Invented by Scott Newton, Jason Spector, Teletracking Technologies Inc

The market for systems and methods for real-time transmission of digital data using a variety of channels has been growing rapidly in recent years. This market includes a wide range of technologies and solutions that enable businesses and individuals to transmit data quickly and efficiently across different channels, including the internet, mobile networks, satellite, and more. One of the key drivers of this market is the increasing demand for real-time data transmission in various industries, such as finance, healthcare, transportation, and logistics. For example, financial institutions need to transmit large amounts of data quickly and securely to support trading activities, while healthcare providers require real-time data transmission to monitor patient health and provide timely interventions. Another factor driving the growth of this market is the increasing availability of high-speed internet and mobile networks, which enable faster and more reliable data transmission. This has led to the development of new technologies and solutions, such as cloud-based data transmission and edge computing, which can help businesses and individuals transmit data more efficiently and securely. In addition, the rise of the Internet of Things (IoT) has also contributed to the growth of this market. With billions of connected devices generating vast amounts of data, there is a need for systems and methods that can handle this data in real-time and transmit it across different channels. Overall, the market for systems and methods for real-time transmission of digital data using a variety of channels is expected to continue growing in the coming years. As businesses and individuals increasingly rely on real-time data transmission to support their operations and activities, the demand for innovative solutions in this market will only continue to increase.

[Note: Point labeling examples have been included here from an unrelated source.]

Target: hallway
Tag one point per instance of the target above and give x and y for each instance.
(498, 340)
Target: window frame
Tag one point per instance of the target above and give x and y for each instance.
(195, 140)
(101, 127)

The Teletracking Technologies Inc invention works as follows

Disclosed embodiments include methods, systems, and media that allow for the transmission and reception of digital data via a variety of channels. One or more networks may be used to receive data from multiple sources. Some embodiments include a method of assigning a geographical area to data from multiple sources. This geographic area corresponds to one or more locations that are associated with the data. Disclosed embodiments can also include determining the health effects of a predetermined place based on data and associated geographical locations. The disclosed embodiments can also include the generation, through querying a predetermined database, of instructions that address the health effects for the predetermined place, the instructions including an act and an associated device. The disclosed embodiments can also include the transmission to the associated device of the instructions.

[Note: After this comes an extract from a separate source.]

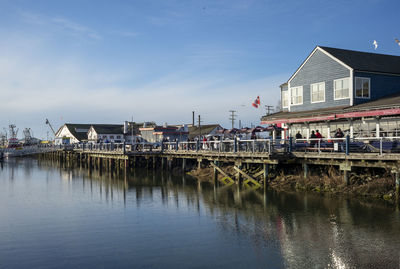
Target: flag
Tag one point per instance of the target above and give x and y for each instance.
(256, 102)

Background for Systems and Methods for Real-Time Transmission of Digital Data Using a Variety of Channels

Current computing systems might have limited data sources. Some institutional computing systems, for example, may have a limited number of data sources through which they can transmit, receive, or process data. Systems may need a particular portal to access data. This may be required in order to make it usable by business systems. Electronic records can be restricted in other contexts such as healthcare. Information may only be received through one data entry point.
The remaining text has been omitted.